Best Practices for Beneficiary Designations

Beneficiary designations are a surprisingly hot topic these days, with many experts now suggesting that they are not a good idea for stock compensation arrangements.  We’ve looked at this issue before in the NASPP Blog (“Did Steve Jobs Have a Beneficiary?,” October 13, 2011), but we recently published the results of a quick survey on practices in this area, so I thought it would be a good time to take a look at the topic again. 

The Allure of Beneficiary Designations

When they work, beneficiary designations work very well. The company has clear instructions on what to do with the deceased employee’s awards and can pay those awards out relatively quickly, with minimal documentation from the beneficiary (perhaps just a death certificate, instructions on how to distribute the awards, and documentation to complete any required tax reporting). 

Without a beneficiary designation, the awards transfer to the heirs in accordance with the rest of the deceased employee’s estate. Unless some sort of trust arrangement that includes the employee’s awards has been set up, this likely means that the awards will have to go through probate.  Depending on the size of the estate, probate can be expensive, can require the assistance of an attorney to navigate, and can take a long time (note however, that many states have expedited and simplified probate processes for estates that are less than a specified amount). 

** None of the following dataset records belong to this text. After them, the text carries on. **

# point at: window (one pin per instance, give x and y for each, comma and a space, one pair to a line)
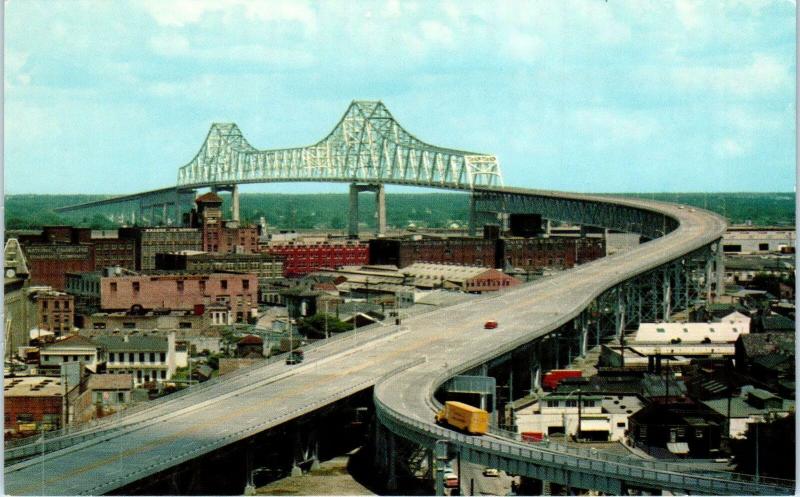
24, 417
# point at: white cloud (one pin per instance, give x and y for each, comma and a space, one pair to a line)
522, 46
169, 44
179, 13
435, 32
688, 15
728, 148
765, 74
609, 127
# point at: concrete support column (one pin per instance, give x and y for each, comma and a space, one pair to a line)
352, 231
380, 206
391, 481
667, 294
471, 225
719, 263
235, 203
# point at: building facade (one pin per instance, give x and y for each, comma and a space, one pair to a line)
151, 241
238, 291
147, 358
265, 266
301, 259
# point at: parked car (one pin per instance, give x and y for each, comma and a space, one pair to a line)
450, 480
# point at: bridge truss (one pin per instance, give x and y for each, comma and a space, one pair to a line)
367, 145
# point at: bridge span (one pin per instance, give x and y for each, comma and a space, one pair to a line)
420, 355
406, 364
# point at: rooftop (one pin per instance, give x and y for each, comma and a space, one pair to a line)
32, 386
133, 343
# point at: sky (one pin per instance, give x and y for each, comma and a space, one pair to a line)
590, 96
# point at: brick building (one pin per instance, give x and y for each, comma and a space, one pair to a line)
151, 241
218, 236
31, 404
517, 252
55, 311
404, 252
178, 291
49, 262
301, 259
265, 266
107, 249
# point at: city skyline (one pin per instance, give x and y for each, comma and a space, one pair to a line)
102, 89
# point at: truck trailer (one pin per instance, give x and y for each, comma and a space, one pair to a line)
464, 417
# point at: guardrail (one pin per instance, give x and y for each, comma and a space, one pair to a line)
671, 467
626, 472
109, 426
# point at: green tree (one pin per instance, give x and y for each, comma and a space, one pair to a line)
775, 444
314, 326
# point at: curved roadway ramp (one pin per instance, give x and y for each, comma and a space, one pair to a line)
413, 359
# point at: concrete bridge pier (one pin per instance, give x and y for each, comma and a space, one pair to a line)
380, 208
306, 451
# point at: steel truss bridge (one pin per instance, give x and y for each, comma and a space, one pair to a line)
407, 364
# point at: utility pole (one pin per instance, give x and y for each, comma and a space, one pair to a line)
326, 321
580, 403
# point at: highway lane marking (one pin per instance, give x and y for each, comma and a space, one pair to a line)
196, 427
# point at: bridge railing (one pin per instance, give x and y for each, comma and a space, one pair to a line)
50, 441
672, 467
580, 462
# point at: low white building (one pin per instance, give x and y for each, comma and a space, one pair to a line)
722, 332
147, 358
753, 405
602, 417
73, 348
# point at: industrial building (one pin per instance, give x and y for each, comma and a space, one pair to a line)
151, 241
301, 259
265, 266
146, 358
527, 254
751, 240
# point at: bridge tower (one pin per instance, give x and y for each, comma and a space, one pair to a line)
380, 207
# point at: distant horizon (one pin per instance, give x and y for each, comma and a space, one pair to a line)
575, 96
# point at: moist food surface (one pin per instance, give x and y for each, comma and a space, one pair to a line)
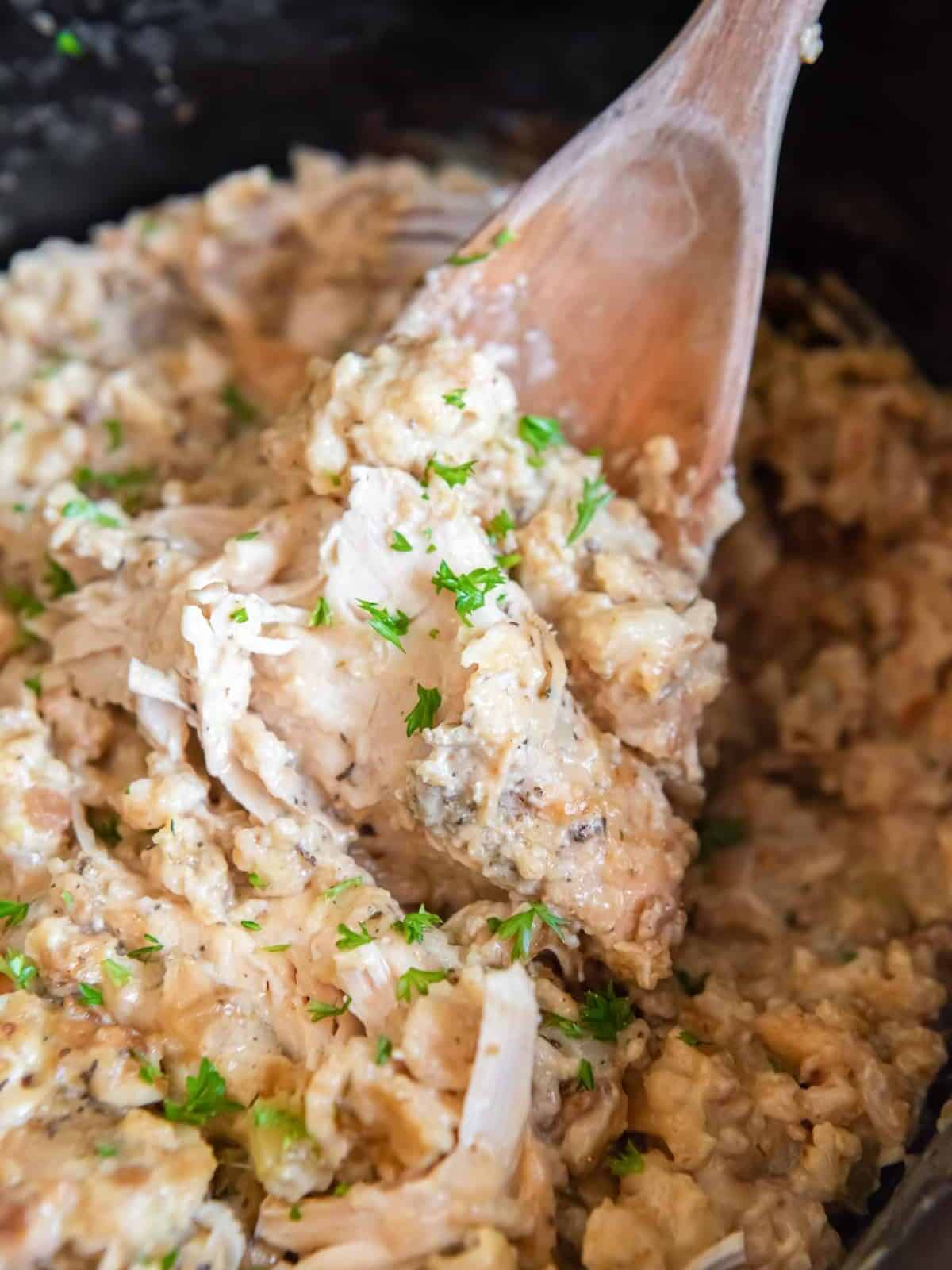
353, 742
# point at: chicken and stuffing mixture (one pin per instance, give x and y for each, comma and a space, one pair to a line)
361, 906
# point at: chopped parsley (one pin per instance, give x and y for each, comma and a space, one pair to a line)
628, 1161
205, 1098
414, 926
520, 927
501, 525
148, 949
566, 1026
69, 44
240, 410
692, 984
148, 1072
338, 888
539, 432
268, 1115
390, 626
424, 713
457, 475
321, 614
419, 979
23, 602
319, 1010
501, 239
353, 939
59, 579
603, 1014
19, 968
719, 831
114, 429
90, 995
118, 973
594, 495
470, 588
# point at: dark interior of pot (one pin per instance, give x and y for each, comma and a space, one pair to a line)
173, 93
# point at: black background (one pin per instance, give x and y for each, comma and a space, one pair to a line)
173, 93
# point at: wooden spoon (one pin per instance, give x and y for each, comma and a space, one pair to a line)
625, 276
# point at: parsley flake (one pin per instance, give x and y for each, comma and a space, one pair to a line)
90, 995
390, 626
424, 713
416, 925
353, 939
118, 973
628, 1161
457, 475
150, 946
241, 410
539, 432
603, 1014
69, 44
470, 588
520, 927
19, 968
594, 495
501, 525
205, 1098
338, 888
566, 1026
321, 614
419, 979
319, 1010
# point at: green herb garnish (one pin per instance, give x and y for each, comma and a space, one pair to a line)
594, 495
470, 588
205, 1098
416, 925
353, 939
520, 927
390, 626
319, 1010
418, 979
424, 713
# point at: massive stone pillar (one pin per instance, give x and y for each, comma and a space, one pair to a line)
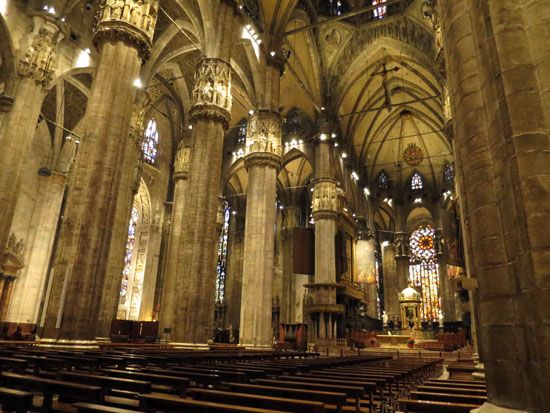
35, 68
195, 285
324, 310
263, 142
123, 41
181, 171
30, 282
496, 63
128, 188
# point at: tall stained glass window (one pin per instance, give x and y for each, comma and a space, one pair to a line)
416, 182
150, 142
380, 11
448, 172
221, 268
383, 181
130, 245
424, 271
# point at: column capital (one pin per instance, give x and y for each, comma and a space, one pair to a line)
212, 91
325, 199
6, 103
263, 134
401, 245
181, 163
38, 58
127, 20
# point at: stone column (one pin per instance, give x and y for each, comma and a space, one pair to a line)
123, 41
498, 79
30, 283
195, 284
233, 283
128, 188
35, 68
325, 216
181, 170
263, 143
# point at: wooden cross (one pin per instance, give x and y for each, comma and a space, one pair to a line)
384, 73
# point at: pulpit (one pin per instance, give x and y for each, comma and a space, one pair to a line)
409, 306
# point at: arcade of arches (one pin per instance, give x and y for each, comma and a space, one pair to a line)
226, 167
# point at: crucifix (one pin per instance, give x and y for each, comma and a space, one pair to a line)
384, 73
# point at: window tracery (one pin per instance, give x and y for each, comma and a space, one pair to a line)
448, 172
130, 246
150, 142
221, 267
383, 181
416, 182
424, 271
380, 11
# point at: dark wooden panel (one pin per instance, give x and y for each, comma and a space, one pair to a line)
304, 251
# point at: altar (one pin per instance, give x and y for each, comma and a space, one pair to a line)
395, 341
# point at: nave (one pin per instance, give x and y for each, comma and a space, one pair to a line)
140, 379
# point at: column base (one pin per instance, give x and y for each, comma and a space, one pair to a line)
491, 408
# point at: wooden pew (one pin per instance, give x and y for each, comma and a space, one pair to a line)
448, 397
331, 397
13, 363
99, 408
49, 388
426, 406
15, 400
255, 400
351, 390
109, 384
459, 390
169, 404
179, 384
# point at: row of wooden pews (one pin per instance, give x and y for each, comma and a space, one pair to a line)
445, 396
166, 380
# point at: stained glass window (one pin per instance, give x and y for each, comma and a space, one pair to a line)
335, 7
448, 172
424, 271
150, 142
416, 181
130, 245
221, 267
379, 12
241, 132
383, 180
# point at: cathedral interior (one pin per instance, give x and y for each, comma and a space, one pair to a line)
269, 175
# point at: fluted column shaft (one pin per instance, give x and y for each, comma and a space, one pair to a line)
80, 272
262, 161
128, 187
181, 170
498, 83
30, 283
195, 284
35, 69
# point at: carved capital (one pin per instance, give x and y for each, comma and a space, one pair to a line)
263, 133
132, 21
181, 162
38, 59
212, 90
325, 199
268, 159
6, 103
401, 245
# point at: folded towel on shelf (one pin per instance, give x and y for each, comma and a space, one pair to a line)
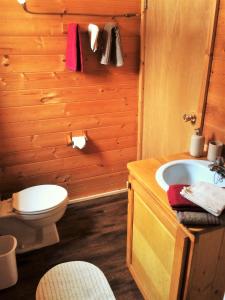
199, 218
206, 195
178, 202
112, 52
93, 31
74, 58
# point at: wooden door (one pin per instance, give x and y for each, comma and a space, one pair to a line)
156, 248
178, 43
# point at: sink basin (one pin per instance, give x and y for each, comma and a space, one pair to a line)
186, 172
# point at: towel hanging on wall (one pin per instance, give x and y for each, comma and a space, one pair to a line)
74, 58
112, 52
93, 31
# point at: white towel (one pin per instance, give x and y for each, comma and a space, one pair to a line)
93, 31
112, 52
207, 195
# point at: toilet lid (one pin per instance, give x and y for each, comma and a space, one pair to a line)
38, 198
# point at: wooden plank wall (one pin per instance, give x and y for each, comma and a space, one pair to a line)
214, 127
41, 101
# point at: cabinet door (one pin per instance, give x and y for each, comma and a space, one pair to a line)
178, 35
158, 251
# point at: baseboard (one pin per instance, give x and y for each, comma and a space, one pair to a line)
102, 195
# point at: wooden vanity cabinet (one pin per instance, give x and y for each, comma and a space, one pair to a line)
166, 259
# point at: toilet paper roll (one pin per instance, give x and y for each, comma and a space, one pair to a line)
79, 142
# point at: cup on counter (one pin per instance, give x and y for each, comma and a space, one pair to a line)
214, 150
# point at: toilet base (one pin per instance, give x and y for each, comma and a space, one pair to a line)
29, 238
44, 237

When Beneficiary Designations Go Bad

The operative phrase in the section above is “when they work.” When beneficiary designations don’t work, things get ugly.  Beneficiary designations need to be regularly updated for life changes (marriages, divorces, births, deaths, etc.). And they need to comply with applicable local laws–in the US, state laws can inhibit the effectiveness of beneficiary designations; outside the US, this is even more of a problem.  Where the validity of a beneficiary designation is called into question, the matter will likely end up in court–which can be a lot more expensive and slower than probate. Of greater concern, where a company pays out an award pursuant to an invalid beneficiary designation, in some countries the company could be liable to the rightful heirs.

If you are going to allow plan participants to designate beneficiaries for their awards, you’ll need a process for collecting and tracking the designations. You also really should have a process to remind participants to update their designations periodically–otherwise someone’s stock awards could end up being paid out to an ex-spouse (as described in the blog entry noted above). And, particularly for non-US participants, you should have a process for verifying that the designations don’t conflict with local laws. 

All of which seems like a lot of work for something that few participants will benefit from.  In the NASPP’s recent quick survey on the topic, 87% of respondents reported that fewer than five participants die while holding outstanding awards per year. 

Survey Says

How many companies allow beneficiary designations anyway?  Well under half and sometimes as few as only one-third, depending on the type of award.  Among respondents to our quick survey:

  • 40% allow beneficiary designations for stock options
  • 37% allow them for restricted stock/RSUs
  • 32% allow them for performance awards
  • 35% allow them for ESPPs 

Note that for all four types of awards, there was a small percentage (less than 5%) of respondents that are considering or in the process of implementing beneficiary designations. The rest of the respondents do not allow them.

Of those that allow beneficiary designations and have non-US employees, 68% allow the designations for all of their non-US employees as well.

23% of respondents ask employees to update their beneficiary designations when they receive a new award and 12% ask for updates annually. 61% don’t ever ask employees to update their beneficiaries, which seems like a good way to get into a situation where you are paying out an award to an ex-spouse.

43% of respondents store paper copies of beneficiary designations in house, 19% have some sort of in-house automated or electronic tracking system, and 32% rely on a third party to track the designations.